14th December

54 He has helped his servant Israel,
remembering to be merciful
55 to Abraham and his descendants for ever,
just as he promised our ancestors.’

56 Mary stayed with Elizabeth for about three months and then returned home. (Luke 1:54-56)

As Mary concludes her song, she continues to dwell on God’s past character, which continues into the present. She recalls God’s help for Israel. The verb used (antilambano) is relatively rare in the New Testament, but it signals that God is involved and not detached. He has helped Israel in the past, saving them from all manners of affliction; and, here in Luke 1, he provides for all in sending Christ. Interestingly, in Romans 8:26, Paul uses a related verb (sunantilambanomai) to talk about how the Spirit helps believers in weakness. God has always been a God who helps and is not remote, like so many of the pagan deities that people worshipped at the time.

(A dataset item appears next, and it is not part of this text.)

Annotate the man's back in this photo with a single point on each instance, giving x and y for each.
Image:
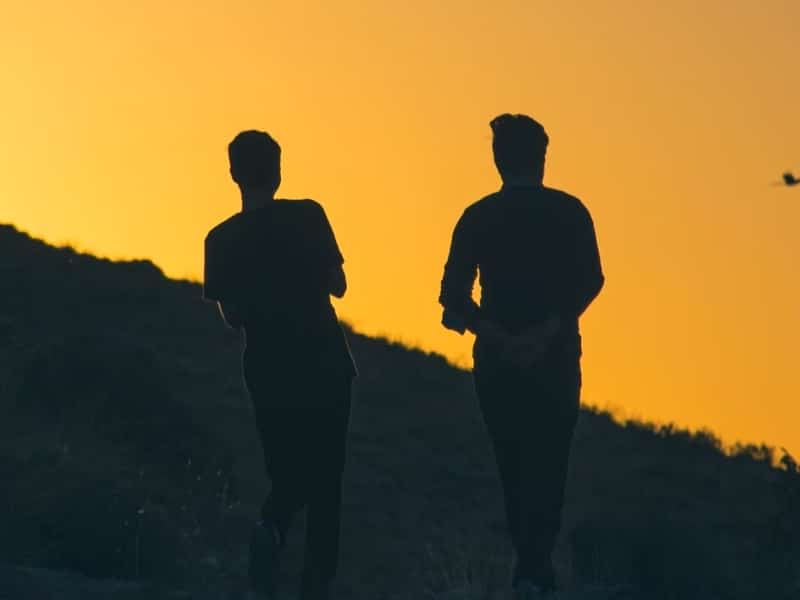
(272, 264)
(536, 253)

We continue to need God’s help in the same way Israel did. Just as Israel frequently rebelled against God, sometimes in obvious ways, sometimes more subtle, we continue to rebel against Him, thinking we are in control and that it is all about us. God helps us by remembering mercy. This notion appears elsewhere in Scripture – for instance, with the prophet Habbakuk. When Habbakuk realises God’s plan behind the events of the time (Israel being captured by the Babylonians, which will cause the Israelites to turn back to God in repentance), he asks and believes that in the time of wrath, God will remember mercy (Habakkuk 3:2).

This is precisely what God has done throughout history: shown mercy. More literally (and properly, I believe) v.55 is translated: “(remembering mercy), just as he spoke to our forefathers, to Abraham, and to his seed forever”. This includes us here today; we are all related to Abraham (cf. Romans 4:16). Our role is to join in God’s work: helping to usher in the kingdom, and reminding those around us of God – his love and mercy. This is the conclusion to a fabulous song – a beautiful window into the three months that Elizabeth and Mary spent together (v.56).